Unless the students are higly motivated, late additions do not fare well in writing courses.

jerseyjay

I am a historian. It is, objectively speaking, not that difficult to make up two or even three weeks of an introductory course: you would have to read three chapters, which may be between 60 and 90 pages. You would also have to post the weekly discussion boards, and I allow students to do this late.

And in this particular course, the units were not necessarily linked (i.e., you could learn about Ancient Africa without having done the unit on Mesopotamia).
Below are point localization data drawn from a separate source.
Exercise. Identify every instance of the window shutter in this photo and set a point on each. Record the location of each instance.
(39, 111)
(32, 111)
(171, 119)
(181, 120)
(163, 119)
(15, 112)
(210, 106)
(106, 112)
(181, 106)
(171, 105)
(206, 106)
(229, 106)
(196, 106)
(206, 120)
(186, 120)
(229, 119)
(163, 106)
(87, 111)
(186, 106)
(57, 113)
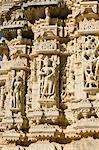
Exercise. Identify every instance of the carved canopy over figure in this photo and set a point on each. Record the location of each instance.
(48, 76)
(17, 92)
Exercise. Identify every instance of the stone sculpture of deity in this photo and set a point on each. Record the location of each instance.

All of this is why I did allow students to enter late. However, students had a very hard time going from 0-60 so rapidly. Not only did they have to jump right into the material, they had to go back and do previous units' reading. And since there was an exam around week five or six, they didn't have too much time to do it.

If I taught a lab course, or even a language course (where you cannot do unit 4 without having done the previous units), I don't think it would have even have been theoretically possible. Which might have been better because students would not have tried.

mythbuster

I really wish that that admins would believe us when we say that late adds don't do well. In our department we even have hard data on this. Intro Basket weaving in our department is a HUGE course than many first semester freshmen take. It has a lab. Because of this we always end up with a few lab sections being created right before the first day of class to "catch" these late add students. The failure rate in these sections when compared to the rest is astounding.
   We have pointed this out to any admin who cares to listen. They all nod in sympathy and then tell us to "work our magic" as teachers. URGH!